My brother from another mother
My family is a hotchpotch of different races. Blue eyes swept me of my feet and when I remarried I became the proud mum of three. My son from a previous marriage and my husband's two children get on well. We have a great time hanging out as an family.
I would love to say that I treat my boys the same. The truth is that I don't. My Caucasian son (oldest) does not get special instructions when we go to shows and events. As we walked to the entrance of the show, I told my coloured son (youngest): 'Stay close and when you look around the stalls keep your hands behind your back'. It is sad but I do this every time we go out to places where there is a lack of diversity.
I am not a stranger to being followed around a shop like I am a thief. I have even been refused service in shops no matter how well-groomed and well-dressed I was. It will always come as a painful shock and it always takes a while to recover. I always knew that my child would encounter it as well. As a mum you want to protect your children.
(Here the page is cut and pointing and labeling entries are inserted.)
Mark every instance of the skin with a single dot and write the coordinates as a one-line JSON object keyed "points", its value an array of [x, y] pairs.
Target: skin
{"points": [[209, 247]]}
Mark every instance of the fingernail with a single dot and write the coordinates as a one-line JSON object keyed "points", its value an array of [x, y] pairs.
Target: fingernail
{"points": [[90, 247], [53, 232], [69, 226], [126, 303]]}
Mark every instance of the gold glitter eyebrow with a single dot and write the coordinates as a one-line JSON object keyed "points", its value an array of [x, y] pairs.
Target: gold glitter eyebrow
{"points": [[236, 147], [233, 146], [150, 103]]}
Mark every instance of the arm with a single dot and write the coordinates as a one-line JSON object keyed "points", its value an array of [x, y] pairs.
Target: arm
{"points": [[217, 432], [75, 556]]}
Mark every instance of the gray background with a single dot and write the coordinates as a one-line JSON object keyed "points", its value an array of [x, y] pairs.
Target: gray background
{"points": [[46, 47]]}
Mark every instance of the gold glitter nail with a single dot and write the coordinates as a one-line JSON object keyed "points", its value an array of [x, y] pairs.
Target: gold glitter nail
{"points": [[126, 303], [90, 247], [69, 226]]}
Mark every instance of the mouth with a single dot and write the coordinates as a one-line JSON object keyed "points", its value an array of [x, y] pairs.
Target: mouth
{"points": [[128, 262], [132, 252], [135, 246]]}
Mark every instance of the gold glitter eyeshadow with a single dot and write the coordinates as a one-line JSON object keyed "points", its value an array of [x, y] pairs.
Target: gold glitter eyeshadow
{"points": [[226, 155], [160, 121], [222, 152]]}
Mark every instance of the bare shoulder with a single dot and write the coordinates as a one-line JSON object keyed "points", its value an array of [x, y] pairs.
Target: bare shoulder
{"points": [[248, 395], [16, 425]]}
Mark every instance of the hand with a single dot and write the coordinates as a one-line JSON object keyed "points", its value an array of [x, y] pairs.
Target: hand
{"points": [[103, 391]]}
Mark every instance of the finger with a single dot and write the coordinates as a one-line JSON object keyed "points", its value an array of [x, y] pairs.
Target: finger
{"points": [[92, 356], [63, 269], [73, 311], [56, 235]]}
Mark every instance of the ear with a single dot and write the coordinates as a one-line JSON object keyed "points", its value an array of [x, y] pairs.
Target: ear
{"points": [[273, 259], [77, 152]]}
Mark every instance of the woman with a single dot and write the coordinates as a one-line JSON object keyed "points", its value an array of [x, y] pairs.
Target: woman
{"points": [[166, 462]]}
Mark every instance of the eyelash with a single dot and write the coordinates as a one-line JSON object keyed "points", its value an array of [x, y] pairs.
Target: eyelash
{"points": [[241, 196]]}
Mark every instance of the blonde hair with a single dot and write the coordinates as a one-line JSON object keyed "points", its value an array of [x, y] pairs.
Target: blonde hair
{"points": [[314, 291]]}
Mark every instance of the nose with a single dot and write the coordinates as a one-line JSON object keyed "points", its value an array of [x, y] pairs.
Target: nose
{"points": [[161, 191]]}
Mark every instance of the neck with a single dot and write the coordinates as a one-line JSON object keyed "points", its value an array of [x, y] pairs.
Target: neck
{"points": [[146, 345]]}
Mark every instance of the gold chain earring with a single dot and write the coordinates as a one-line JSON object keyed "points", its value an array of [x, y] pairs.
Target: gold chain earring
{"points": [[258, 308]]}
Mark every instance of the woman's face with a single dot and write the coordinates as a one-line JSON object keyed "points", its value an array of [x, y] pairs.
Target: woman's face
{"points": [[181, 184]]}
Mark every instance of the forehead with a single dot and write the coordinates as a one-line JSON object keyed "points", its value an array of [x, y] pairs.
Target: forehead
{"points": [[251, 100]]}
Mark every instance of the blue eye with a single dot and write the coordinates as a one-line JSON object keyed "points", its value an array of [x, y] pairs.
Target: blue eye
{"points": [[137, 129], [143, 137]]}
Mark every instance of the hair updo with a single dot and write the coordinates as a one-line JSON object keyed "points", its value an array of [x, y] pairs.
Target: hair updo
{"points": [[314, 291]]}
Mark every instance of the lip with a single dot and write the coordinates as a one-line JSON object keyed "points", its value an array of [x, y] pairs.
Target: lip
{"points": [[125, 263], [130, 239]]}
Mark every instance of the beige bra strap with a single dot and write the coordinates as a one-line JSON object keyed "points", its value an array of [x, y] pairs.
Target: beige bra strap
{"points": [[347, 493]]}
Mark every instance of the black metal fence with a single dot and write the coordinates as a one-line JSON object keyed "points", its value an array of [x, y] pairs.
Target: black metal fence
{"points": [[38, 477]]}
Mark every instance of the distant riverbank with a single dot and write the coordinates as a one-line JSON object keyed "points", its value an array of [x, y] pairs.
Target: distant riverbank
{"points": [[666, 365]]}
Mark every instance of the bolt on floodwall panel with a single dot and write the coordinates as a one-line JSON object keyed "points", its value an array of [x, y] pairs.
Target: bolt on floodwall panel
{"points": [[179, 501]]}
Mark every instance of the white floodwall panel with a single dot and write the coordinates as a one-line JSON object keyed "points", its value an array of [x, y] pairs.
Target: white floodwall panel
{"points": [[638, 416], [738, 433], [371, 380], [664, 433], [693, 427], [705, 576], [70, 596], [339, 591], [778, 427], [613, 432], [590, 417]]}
As a coloured mum you also have to teach your child resilience and how to deal with the adversity that at times comes from being coloured.
I wonder what it would be like to walk in the shoes of a Caucasian person and to freely admire things without funny attitudes or remarks. I wonder if my boys ever will live in a world where everyone is truly treated equal. For now all I know for sure is that my youngest has enough resilience and kindness in him to deal with bigotry.